Wir kennen das aus unserem persönlichen Leben. Es ist oft der Anfang, der Einstieg, der uns am schwersten fällt. Sei es im Sport, in der Einstudierung eines neuen Musikstückes, in der geistlichen Übung, oder im Handwerk. "Lehrjahre sind nicht Herrenjahre" hat man früher gerne gesagt. Ein Lehrmeister hat manchmal auch seinen Lehrling unnötig schikaniert. Heute wäre man froh, wenn man überhaupt noch einen Lehrling für ein Handwerk finden könnte.
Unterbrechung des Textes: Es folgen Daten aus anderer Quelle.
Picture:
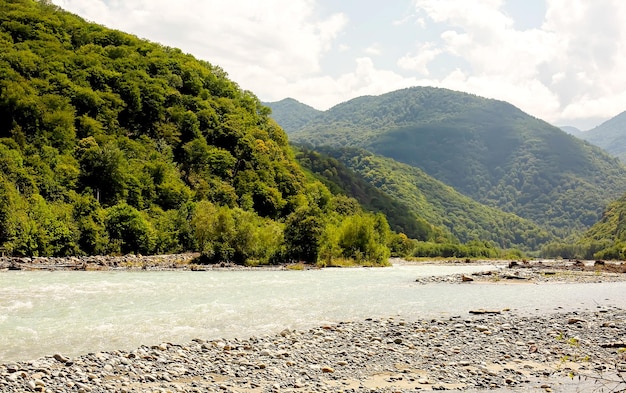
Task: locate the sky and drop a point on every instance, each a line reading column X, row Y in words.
column 563, row 61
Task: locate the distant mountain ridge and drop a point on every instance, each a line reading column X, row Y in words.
column 292, row 114
column 610, row 135
column 434, row 201
column 484, row 148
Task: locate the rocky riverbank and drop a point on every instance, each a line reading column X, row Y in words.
column 537, row 272
column 473, row 352
column 186, row 261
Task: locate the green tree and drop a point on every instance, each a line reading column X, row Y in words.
column 128, row 230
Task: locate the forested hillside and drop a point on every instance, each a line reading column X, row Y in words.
column 291, row 114
column 436, row 202
column 610, row 135
column 486, row 149
column 112, row 144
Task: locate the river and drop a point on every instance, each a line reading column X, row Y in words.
column 43, row 313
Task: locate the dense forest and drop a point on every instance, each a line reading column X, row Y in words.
column 110, row 144
column 401, row 191
column 610, row 135
column 486, row 149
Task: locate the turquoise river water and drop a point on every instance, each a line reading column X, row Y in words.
column 43, row 313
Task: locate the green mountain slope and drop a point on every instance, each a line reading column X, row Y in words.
column 110, row 144
column 607, row 238
column 291, row 114
column 486, row 149
column 610, row 135
column 440, row 204
column 341, row 180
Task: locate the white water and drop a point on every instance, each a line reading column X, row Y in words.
column 42, row 313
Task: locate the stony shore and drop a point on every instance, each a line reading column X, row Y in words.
column 537, row 272
column 482, row 350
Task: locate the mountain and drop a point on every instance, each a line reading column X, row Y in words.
column 421, row 195
column 488, row 150
column 572, row 131
column 342, row 180
column 610, row 135
column 290, row 113
column 607, row 238
column 110, row 144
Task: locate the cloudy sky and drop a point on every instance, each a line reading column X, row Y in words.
column 560, row 60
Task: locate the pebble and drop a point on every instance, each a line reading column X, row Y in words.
column 382, row 355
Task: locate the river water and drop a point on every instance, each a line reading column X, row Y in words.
column 43, row 313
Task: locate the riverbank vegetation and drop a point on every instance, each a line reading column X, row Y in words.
column 113, row 145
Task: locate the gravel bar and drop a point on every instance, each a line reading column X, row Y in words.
column 484, row 350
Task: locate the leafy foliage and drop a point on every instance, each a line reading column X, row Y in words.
column 610, row 135
column 485, row 149
column 434, row 202
column 607, row 238
column 112, row 144
column 291, row 114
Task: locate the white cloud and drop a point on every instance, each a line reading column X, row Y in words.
column 373, row 50
column 243, row 37
column 419, row 62
column 572, row 67
column 323, row 92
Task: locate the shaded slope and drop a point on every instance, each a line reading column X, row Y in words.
column 341, row 180
column 440, row 204
column 291, row 114
column 610, row 135
column 109, row 142
column 486, row 149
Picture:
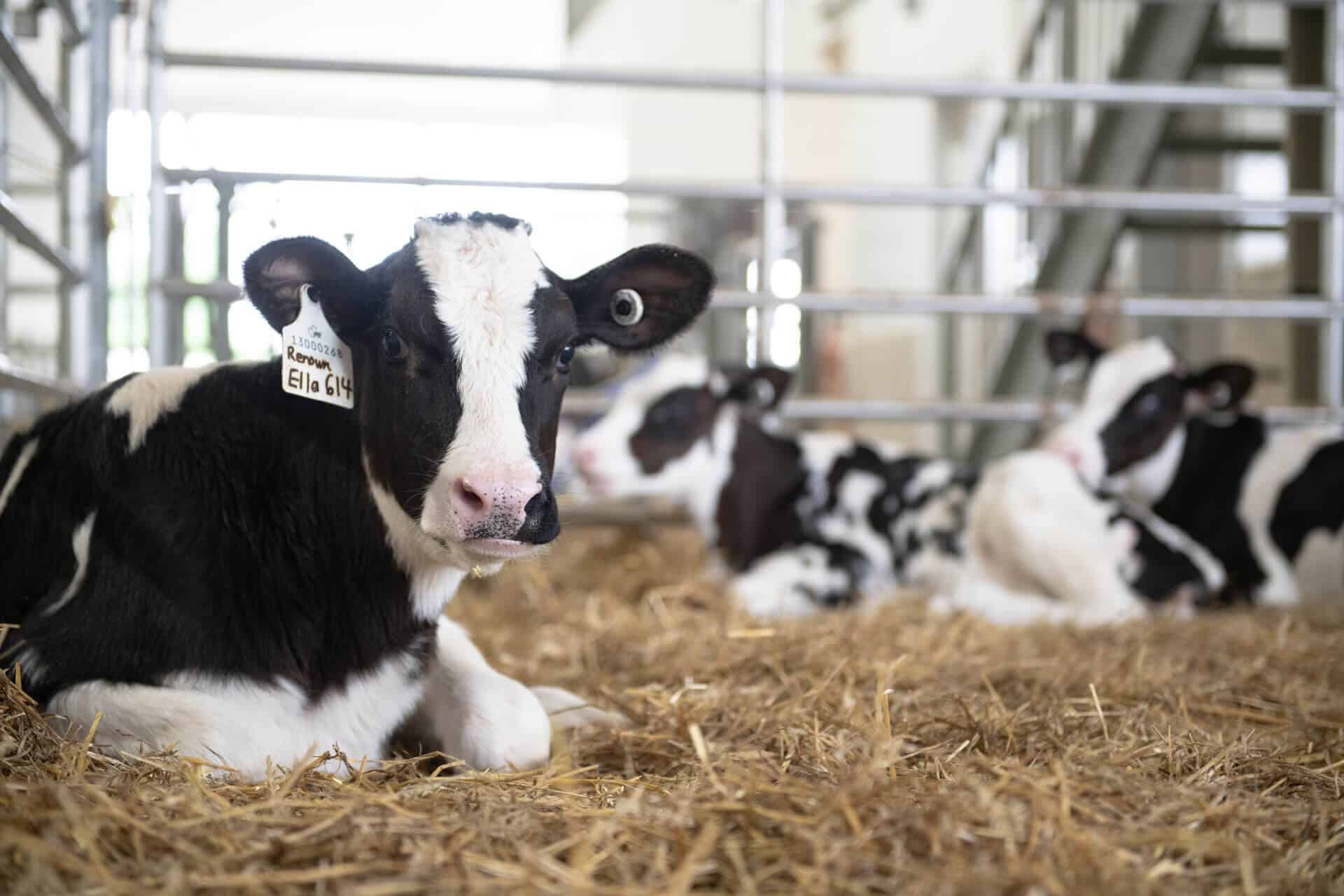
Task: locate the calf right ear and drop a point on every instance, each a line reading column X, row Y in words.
column 274, row 273
column 641, row 298
column 1066, row 346
column 1221, row 387
column 760, row 387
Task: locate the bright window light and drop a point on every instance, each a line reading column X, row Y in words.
column 787, row 336
column 785, row 279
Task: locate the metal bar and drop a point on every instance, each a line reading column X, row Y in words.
column 1225, row 54
column 1219, row 144
column 1068, row 305
column 1335, row 332
column 7, row 288
column 1308, row 308
column 160, row 308
column 19, row 381
column 580, row 511
column 219, row 309
column 219, row 290
column 848, row 194
column 14, row 223
column 100, row 108
column 773, row 210
column 51, row 115
column 587, row 403
column 1203, row 226
column 65, row 223
column 70, row 22
column 1161, row 94
column 951, row 267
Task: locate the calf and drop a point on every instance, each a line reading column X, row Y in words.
column 216, row 562
column 1268, row 503
column 822, row 520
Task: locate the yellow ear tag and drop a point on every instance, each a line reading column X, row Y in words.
column 316, row 363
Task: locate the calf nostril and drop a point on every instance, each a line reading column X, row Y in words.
column 536, row 504
column 470, row 498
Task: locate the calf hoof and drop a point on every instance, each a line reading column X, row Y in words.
column 570, row 713
column 502, row 726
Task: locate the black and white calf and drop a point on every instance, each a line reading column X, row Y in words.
column 218, row 564
column 822, row 519
column 1268, row 503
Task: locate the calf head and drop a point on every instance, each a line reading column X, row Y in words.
column 461, row 344
column 1129, row 428
column 670, row 431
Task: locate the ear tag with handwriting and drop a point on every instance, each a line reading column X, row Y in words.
column 316, row 363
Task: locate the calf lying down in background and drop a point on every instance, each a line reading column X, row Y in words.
column 1266, row 501
column 249, row 562
column 820, row 520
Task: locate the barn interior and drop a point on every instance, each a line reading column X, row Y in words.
column 898, row 199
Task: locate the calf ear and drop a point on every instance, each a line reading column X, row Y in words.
column 641, row 298
column 1221, row 387
column 274, row 273
column 1066, row 346
column 761, row 387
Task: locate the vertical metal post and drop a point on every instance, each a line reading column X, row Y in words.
column 772, row 168
column 1335, row 327
column 65, row 81
column 160, row 307
column 219, row 308
column 100, row 105
column 4, row 186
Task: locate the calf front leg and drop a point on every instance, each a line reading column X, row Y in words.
column 475, row 713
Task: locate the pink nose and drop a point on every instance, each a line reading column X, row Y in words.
column 496, row 504
column 1072, row 456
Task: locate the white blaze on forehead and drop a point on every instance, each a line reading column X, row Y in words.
column 1121, row 372
column 609, row 438
column 484, row 279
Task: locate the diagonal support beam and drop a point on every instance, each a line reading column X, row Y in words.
column 13, row 223
column 1163, row 46
column 54, row 115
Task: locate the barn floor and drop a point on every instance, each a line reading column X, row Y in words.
column 882, row 752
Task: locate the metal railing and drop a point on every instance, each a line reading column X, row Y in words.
column 772, row 83
column 83, row 318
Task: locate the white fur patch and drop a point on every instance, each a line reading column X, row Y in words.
column 17, row 472
column 484, row 280
column 148, row 397
column 80, row 547
column 436, row 568
column 1114, row 378
column 609, row 440
column 242, row 724
column 1282, row 458
column 479, row 715
column 1034, row 528
column 777, row 584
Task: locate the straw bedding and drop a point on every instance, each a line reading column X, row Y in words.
column 886, row 752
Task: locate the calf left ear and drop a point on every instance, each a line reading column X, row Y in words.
column 274, row 273
column 1221, row 387
column 641, row 298
column 760, row 387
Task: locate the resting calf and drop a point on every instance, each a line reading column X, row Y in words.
column 823, row 520
column 1268, row 503
column 218, row 564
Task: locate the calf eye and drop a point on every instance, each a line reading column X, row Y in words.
column 1149, row 405
column 393, row 346
column 562, row 362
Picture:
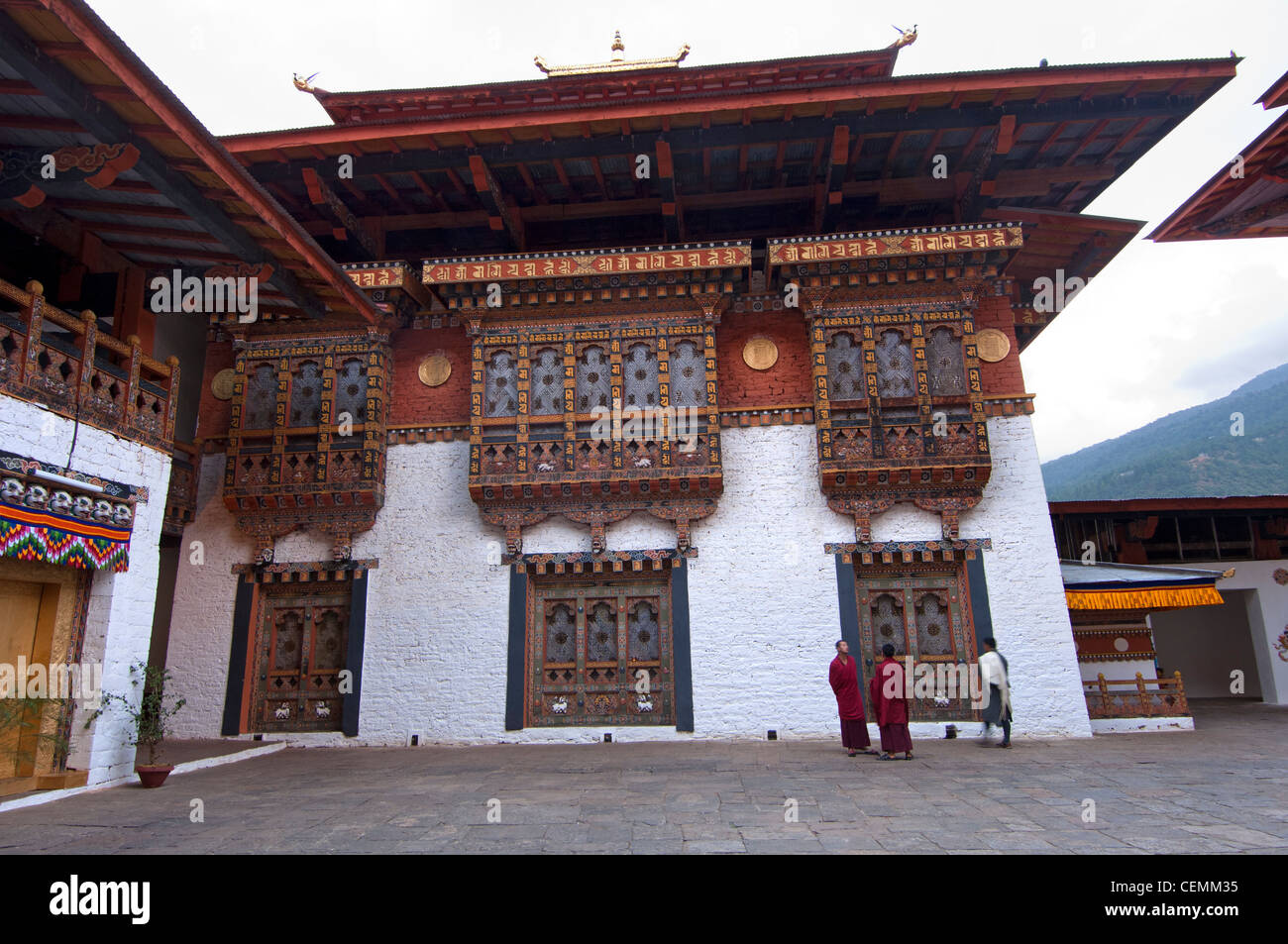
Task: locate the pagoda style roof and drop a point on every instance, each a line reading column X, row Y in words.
column 138, row 180
column 776, row 149
column 1241, row 200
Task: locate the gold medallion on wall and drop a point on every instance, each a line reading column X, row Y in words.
column 434, row 369
column 760, row 353
column 993, row 346
column 222, row 384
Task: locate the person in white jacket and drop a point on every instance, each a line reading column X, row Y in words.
column 995, row 682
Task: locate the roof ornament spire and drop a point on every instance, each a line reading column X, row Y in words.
column 617, row 63
column 906, row 38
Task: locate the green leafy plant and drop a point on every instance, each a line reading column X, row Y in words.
column 151, row 715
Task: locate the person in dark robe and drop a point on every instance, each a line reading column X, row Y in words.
column 889, row 699
column 844, row 677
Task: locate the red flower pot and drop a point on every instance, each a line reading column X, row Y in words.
column 154, row 775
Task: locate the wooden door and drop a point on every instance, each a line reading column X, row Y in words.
column 26, row 631
column 600, row 655
column 301, row 648
column 922, row 612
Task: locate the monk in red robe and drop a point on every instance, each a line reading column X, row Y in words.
column 844, row 677
column 889, row 699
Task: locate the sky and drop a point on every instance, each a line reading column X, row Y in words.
column 1162, row 329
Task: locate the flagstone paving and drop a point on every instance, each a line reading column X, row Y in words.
column 1222, row 788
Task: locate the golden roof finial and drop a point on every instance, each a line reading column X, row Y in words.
column 618, row 63
column 906, row 38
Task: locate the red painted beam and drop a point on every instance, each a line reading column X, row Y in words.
column 187, row 129
column 901, row 89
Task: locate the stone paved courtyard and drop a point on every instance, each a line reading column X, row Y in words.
column 1223, row 788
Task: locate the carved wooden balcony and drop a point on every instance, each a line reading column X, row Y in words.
column 62, row 362
column 307, row 441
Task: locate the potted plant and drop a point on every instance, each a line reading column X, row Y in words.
column 150, row 717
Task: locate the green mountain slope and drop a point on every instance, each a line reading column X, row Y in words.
column 1190, row 454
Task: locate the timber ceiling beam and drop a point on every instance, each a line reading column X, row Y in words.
column 67, row 93
column 892, row 91
column 837, row 163
column 696, row 141
column 344, row 223
column 502, row 218
column 673, row 214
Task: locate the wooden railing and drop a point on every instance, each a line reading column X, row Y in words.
column 1136, row 697
column 180, row 501
column 62, row 362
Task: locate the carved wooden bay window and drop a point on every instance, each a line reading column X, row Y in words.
column 307, row 441
column 595, row 419
column 900, row 408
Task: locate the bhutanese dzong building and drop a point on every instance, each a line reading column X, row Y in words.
column 832, row 266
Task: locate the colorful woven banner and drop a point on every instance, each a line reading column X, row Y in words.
column 52, row 539
column 1144, row 597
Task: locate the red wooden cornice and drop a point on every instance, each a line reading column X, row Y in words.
column 1117, row 506
column 697, row 102
column 110, row 51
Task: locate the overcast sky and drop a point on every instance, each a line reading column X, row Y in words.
column 1160, row 329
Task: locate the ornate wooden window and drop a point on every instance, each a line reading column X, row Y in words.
column 593, row 380
column 294, row 458
column 599, row 653
column 501, row 385
column 900, row 408
column 688, row 374
column 548, row 382
column 944, row 359
column 261, row 397
column 608, row 417
column 923, row 612
column 639, row 366
column 305, row 394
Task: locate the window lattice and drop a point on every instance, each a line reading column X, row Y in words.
column 601, row 634
column 561, row 635
column 307, row 394
column 261, row 398
column 688, row 374
column 947, row 373
column 290, row 640
column 351, row 390
column 546, row 382
column 501, row 386
column 329, row 648
column 845, row 367
column 643, row 633
column 593, row 382
column 888, row 625
column 639, row 367
column 932, row 629
column 894, row 366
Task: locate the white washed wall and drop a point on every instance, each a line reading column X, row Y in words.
column 1266, row 618
column 764, row 612
column 119, row 622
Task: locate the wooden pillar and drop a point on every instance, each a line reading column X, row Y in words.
column 132, row 316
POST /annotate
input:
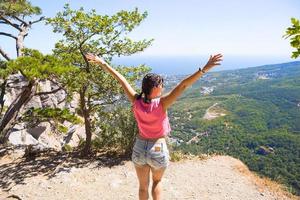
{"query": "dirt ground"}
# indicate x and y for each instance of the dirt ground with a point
(62, 177)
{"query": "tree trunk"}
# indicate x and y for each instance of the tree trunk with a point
(20, 39)
(3, 87)
(8, 120)
(87, 122)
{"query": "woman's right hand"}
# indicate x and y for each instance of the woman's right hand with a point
(94, 58)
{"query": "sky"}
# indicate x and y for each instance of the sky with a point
(189, 28)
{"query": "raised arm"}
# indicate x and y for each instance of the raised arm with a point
(168, 99)
(129, 91)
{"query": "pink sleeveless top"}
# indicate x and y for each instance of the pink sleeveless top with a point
(152, 121)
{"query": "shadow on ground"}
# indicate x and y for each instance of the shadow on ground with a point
(49, 163)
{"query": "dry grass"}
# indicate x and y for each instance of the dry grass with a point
(265, 183)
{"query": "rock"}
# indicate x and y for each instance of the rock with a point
(22, 138)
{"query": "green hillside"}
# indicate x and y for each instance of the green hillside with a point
(260, 121)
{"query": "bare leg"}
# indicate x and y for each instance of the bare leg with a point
(143, 176)
(156, 187)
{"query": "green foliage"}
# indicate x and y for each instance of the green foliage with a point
(260, 113)
(67, 148)
(35, 65)
(18, 8)
(293, 33)
(105, 36)
(117, 130)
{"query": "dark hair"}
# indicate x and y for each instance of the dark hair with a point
(150, 81)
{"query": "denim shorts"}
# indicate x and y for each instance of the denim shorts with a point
(152, 153)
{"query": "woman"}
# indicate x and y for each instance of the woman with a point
(150, 151)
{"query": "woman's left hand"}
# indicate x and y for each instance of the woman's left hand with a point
(213, 61)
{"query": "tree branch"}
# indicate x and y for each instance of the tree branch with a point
(20, 20)
(8, 35)
(42, 18)
(10, 23)
(4, 54)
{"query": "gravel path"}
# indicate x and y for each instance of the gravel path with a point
(217, 177)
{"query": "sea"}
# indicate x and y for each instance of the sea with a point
(183, 65)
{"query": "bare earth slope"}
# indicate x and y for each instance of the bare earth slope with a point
(218, 177)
Wenn wir den Gipfel eines Berges erklimmen wollen, brauchen wir Disziplin, Durchhaltevermögen und Ausdauer. Aber wenn wir das Ziel erreicht haben werden wir mit einer herrlichen Aussicht und einem wunderbaren Glücksgefühl beschenkt, das alle Strapazen vergessen lässt.
So verheißt auch Jesus uns allen den Platz zu seiner Rechten im Himmel, die Teilnahme an seinem ewigen Gastmahl, wenn wir auf dem Weg der Nachfolge Christi kämpfen und mutig ausharren.
Dann dürfen wir einstimmen in die Antiphon "Kein Auge hat es gesehen und kein Ohr gehört, in keines Menschen Herz ist es gedrungen, was Gott denen bereitet hat, die ihn lieben" (1 Kor 2,9).